For scientists it is the first meaning, where deliberate processes are followed and something original has been designed or discovered, which is most accurate. That is to say, simply doing an Internet search for the term ‘what is global warming’, and reading a few websites on the topic, does not alone constitute research in the academic sense. This approach lacks process, and analysis, and does not contribute anything unique. A scholar, on the other hand, would perhaps begin answering the same question by narrowing the search to trusted sources, collecting a large set of relevant information, analyzing and synthesizing, then finally creating a new definition based on justifiable criteria. This approach is not necessarily limited to the sciences, but it is on scientific research that we will focus.

Scientific research in the twenty-first century, particularly in the so-called developed world, is based on the scientific tradition of Europe in the seventeenth century (Ziman, 1978, p.110).

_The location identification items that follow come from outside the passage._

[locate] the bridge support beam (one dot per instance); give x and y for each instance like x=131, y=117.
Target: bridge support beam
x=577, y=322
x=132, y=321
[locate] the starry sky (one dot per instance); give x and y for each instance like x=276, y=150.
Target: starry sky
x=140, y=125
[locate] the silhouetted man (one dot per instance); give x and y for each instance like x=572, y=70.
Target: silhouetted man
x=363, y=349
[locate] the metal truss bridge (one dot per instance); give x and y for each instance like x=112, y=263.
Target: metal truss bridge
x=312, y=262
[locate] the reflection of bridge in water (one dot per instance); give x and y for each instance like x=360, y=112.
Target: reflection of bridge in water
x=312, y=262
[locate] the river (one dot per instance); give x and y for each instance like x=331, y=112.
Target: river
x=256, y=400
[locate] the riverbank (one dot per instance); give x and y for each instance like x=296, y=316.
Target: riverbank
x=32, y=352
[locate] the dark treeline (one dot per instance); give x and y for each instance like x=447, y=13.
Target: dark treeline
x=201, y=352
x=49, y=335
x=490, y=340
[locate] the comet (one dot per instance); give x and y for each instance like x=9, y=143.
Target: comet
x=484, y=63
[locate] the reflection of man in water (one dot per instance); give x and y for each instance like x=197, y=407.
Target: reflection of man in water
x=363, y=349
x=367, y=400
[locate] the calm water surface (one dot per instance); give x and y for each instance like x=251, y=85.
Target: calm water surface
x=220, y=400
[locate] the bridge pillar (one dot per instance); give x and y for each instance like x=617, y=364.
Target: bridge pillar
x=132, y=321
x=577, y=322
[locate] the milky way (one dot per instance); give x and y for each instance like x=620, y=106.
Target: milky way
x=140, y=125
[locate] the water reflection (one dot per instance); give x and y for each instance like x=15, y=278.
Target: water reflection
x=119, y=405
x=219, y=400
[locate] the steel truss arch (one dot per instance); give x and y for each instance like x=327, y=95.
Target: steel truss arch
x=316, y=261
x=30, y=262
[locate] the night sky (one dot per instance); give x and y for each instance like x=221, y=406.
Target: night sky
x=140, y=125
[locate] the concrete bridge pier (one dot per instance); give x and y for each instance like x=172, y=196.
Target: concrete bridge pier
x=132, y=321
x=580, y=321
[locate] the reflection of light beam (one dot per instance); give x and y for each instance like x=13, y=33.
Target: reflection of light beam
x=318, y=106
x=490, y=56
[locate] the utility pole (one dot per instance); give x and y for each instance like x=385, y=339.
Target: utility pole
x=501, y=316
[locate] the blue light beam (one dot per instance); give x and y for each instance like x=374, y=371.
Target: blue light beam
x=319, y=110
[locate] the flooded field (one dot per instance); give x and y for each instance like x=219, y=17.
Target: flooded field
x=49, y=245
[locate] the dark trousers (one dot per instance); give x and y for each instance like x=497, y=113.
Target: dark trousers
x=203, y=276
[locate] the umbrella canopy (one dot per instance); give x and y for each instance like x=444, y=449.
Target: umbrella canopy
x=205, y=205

The work of 'natural philosophers' such as Galileo, Newton, Kepler, Bacon, Descartes and many others include not only what have become the fundamental principles of modern science, but contributed enormously to the ascendancy of the scientific method as we know it today. Challenging long held beliefs about the universe required that conclusions be drawn from observable and reproducible evidence obtained through systematic processes. In order for conclusions to be accepted as fact, it was also necessary to share scientific work with other members of the community. This social aspect, whereby results are shared, reviewed, and criticized by fellow members of the academic community is another special characteristic of modern science (Ziman, 1978, p.110). The standard method for dissemination of research results across the academic community has become the academic or scientific journal.